This work addresses the lack of quantitative evaluation in existing methods regarding how generated data affects downstream model performance, which hinders reliable synthetic data quality assurance. The authors propose a model-aware synthetic data generation framework that, for the first time, leverages acquisition functions from active learning as interpretable, model-centric reward signals. Integrating reinforcement learning–based generation, a rejection-sampling alternative strategy, and generalization techniques across models and resource scales, the framework guides language models to produce data with higher information content and greater task impact. Experiments on mathematical reasoning, medical question answering, and code generation demonstrate that student models trained on the generated data achieve performance gains of 2–7% and exhibit significantly improved robustness against catastrophic forgetting.
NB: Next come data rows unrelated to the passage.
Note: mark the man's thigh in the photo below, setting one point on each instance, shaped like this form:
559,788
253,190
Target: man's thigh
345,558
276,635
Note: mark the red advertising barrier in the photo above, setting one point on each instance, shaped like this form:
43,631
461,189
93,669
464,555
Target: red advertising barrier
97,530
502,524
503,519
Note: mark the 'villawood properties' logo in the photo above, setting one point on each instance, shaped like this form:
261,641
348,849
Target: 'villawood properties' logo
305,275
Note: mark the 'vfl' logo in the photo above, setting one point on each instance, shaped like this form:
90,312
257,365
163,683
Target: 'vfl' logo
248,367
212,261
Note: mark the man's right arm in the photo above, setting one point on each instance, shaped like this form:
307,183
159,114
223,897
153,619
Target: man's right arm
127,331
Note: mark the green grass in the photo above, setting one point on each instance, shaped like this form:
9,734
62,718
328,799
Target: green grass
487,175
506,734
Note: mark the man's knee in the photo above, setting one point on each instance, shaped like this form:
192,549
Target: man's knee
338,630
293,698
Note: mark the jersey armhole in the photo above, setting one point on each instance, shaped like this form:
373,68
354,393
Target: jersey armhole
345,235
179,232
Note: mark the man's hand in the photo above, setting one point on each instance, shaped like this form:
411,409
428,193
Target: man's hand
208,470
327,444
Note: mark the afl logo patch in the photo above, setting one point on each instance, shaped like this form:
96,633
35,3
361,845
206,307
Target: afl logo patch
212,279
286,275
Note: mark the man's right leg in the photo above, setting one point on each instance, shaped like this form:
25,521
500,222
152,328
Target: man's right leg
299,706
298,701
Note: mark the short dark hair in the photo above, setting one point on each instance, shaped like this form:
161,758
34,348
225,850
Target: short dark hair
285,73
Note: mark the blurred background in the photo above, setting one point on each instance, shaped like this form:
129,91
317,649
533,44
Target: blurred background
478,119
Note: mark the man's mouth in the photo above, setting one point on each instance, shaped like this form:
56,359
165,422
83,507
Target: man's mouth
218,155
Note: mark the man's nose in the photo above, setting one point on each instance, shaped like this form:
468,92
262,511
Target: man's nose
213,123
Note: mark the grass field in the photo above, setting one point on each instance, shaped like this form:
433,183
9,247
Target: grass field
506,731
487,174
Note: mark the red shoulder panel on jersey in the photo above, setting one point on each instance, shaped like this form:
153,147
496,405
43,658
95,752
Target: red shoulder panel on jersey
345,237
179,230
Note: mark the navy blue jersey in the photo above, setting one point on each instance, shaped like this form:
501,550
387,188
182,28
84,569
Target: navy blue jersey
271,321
Data quality remains a critical bottleneck in developing capable, competitive models. Researchers have explored many ways to generate top quality samples. Some works rely on rejection sampling: generating lots of synthetic samples and filtering out low-quality samples. Other works rely on larger or closed-source models to extract model weaknesses, necessary skills, or a curriculum off of which to base data generation. These works have one common limitation: there is no quantitative approach to measure the impact of the generated samples on the downstream learner. Active learning literature provides exactly this, in the form of acquisition functions. Acquisition functions measure the informativeness and/or influence of data, providing interpretable, model-centric signals. Inspired by this, we propose AcquisitionSynthesis: using acquisition functions as reward models to train language models to generate higher-quality synthetic data. We conduct experiments on classic verifiable tasks of math, medical question-answering, and coding. Our experimental results indicate that (1) student models trained with AcquisitionSynthesis data achieve good performance on in-distribution tasks (2-7% gain) and is more robust to catastrophic forgetting, and (2) AcquisitionSynthesis models can generate data for other models and for low-to-high resource training paradigms. By leveraging acquisition rewards, we seek to demonstrate a principled path toward model-aware self-improvement that surpasses static datasets.